The federal government is taking a closer look at Tesla for its efforts to resist a union drive organized by factory employees who say that they are overworked.
The National Labor Relations Board issued an official complaint to Tesla on Thursday, citing claims by workers that Tesla prevented them from leafleting or discussing union activity and worker safety on Tesla’s Fremont, Calif. factory premises. The charge sheet additionally alleges that Tesla HR staffers “interrogated” an employee about “protected” union activity.
Allegations that Tesla has taken potentially illegal actions against factory staff organizing with United Auto Workers follow strong pushback from Musk and Tesla leadership. After the union drive first went public with an open letter from a Tesla worker in February, Musk told employees in an email that UAW’s “true allegiance is to the giant car companies,” and that the union’s tactics were “disingenuous or outright false.”

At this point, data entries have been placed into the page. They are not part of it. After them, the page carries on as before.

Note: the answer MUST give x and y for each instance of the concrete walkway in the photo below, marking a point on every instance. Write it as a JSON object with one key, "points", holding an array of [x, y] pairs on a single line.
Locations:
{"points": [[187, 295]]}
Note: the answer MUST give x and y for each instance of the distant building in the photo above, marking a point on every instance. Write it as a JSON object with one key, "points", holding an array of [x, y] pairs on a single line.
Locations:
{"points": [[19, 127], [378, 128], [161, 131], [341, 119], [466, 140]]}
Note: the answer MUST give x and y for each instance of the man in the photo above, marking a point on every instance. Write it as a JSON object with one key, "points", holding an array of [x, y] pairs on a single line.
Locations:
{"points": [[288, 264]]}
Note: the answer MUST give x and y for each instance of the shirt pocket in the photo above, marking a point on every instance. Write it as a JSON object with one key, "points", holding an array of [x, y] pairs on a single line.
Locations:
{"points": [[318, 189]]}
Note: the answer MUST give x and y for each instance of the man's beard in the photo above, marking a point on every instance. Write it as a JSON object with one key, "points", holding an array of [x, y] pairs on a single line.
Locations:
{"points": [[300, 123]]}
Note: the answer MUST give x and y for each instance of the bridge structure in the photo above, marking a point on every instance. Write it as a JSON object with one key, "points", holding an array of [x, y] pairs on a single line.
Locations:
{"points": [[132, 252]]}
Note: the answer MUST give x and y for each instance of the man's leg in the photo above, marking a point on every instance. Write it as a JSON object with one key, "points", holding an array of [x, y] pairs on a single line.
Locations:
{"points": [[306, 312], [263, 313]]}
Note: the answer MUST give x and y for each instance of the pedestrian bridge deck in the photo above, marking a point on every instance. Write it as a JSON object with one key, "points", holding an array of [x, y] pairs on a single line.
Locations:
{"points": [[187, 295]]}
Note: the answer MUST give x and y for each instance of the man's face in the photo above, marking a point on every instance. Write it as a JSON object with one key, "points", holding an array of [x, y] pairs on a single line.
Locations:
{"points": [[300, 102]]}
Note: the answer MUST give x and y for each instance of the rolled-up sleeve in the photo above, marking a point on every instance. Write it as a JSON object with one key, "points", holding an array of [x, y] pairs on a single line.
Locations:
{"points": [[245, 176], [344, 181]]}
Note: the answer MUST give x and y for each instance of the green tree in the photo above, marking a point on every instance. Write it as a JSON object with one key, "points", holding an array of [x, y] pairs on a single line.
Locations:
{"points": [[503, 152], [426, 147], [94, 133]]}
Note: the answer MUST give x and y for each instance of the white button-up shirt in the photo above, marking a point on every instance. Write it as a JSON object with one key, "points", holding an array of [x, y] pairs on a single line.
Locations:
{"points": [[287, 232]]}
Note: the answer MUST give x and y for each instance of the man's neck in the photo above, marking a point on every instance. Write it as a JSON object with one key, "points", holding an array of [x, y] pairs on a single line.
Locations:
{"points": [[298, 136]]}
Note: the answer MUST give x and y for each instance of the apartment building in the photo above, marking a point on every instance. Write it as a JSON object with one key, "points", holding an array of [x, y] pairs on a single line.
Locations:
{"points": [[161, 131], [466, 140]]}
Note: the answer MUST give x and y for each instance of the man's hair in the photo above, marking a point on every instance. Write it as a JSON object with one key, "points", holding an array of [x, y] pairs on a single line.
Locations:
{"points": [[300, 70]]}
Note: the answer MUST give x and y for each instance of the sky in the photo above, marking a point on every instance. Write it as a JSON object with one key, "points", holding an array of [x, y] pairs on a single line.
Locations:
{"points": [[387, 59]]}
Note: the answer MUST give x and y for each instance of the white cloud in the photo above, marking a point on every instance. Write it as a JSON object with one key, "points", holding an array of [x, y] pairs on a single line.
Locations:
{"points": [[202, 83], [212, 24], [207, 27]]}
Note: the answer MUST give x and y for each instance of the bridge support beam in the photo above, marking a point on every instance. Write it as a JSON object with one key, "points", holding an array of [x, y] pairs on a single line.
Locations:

Before an NLRB board complaint is issued, “a preliminary investigation,” is made by a board member into worker or union complaints filed with a regional NLRB office, according to former NLRB lawyer and People’s Policy Project founder Matt Bruenig. “Then a decision is made inside the regional board that goes up to regional manager, where they will have discussion among top officials and the board agent about whether or not there’s a decent likelihood of success.”
In an emailed statement to VICE News, posted in full below, a Tesla spokesperson called the allegations “entirely without merit” and said that the “baseless [Unfair Labor Practice] filings” are “meant only to generate headlines.” The statement added that “there’s a certain irony in just how far the UAW has strayed from the original mission of the American labor movement.”
The Tesla workers organizing with UAW have said that Tesla works them too hard for too little pay, making work at the vaunted carmaker’s factory unsafe. OSHA figures collected in a May report show that Tesla has maintained a higher rate of non-fatal injuries than the national average in recent years.
Musk dismissed the complaints as coming from a loud but vocal minority. He has also told workers that factory injuries “break my heart” and that Tesla would be installing “free frozen yogurt stands” and “electric pod rollercoasters” around the factory.
The NLRB complaint contains five cases consolidated into one. Bruenig told VICE News that it contains significant “coercion charges,” as well as less serious charges regarding violations in Tesla’s employer agreements.
Should an administrative law judge find the charges “meritorious,” or in the more likely event of a settlement, Bruenig told VICE News that Tesla likely wouldn’t be fined. But if Tesla should violate the terms of a potential settlement or cease and desist order, Bruenig says that the workers case would then proceed to federal court, which could have far greater ramifications.
Here’s Tesla’s full statement on the NLRB complaint, and below that is the full complaint itself:
“As we approach Labor Day weekend, there’s a certain irony in just how far the UAW has strayed from the original mission of the American labor movement, which once advocated so nobly for the rights of workers and is the reason we recognize this important holiday. Faced with declining membership, an overwhelming loss at a Nissan plant earlier this month, corruption charges that were recently leveled against union leaders who misused UAW funds, and failure to gain traction with our employees, it’s no surprise the union is feeling pressured to continue its publicity campaign against Tesla. For seven years, the UAW has used every tool in its playbook: misleading and outright false communications, unsolicited and unwelcomed visits to the homes of our employees, attempts to discredit Tesla publicly in the media, and now another tactic that has been used in every union campaign since the beginning of time – baseless ULP filings that are meant only to generate headlines. These allegations, which have been filed by the same contingent of union organizers who have been so outspoken with media, are entirely without merit. We will obviously be responding as part of the NLRB process.”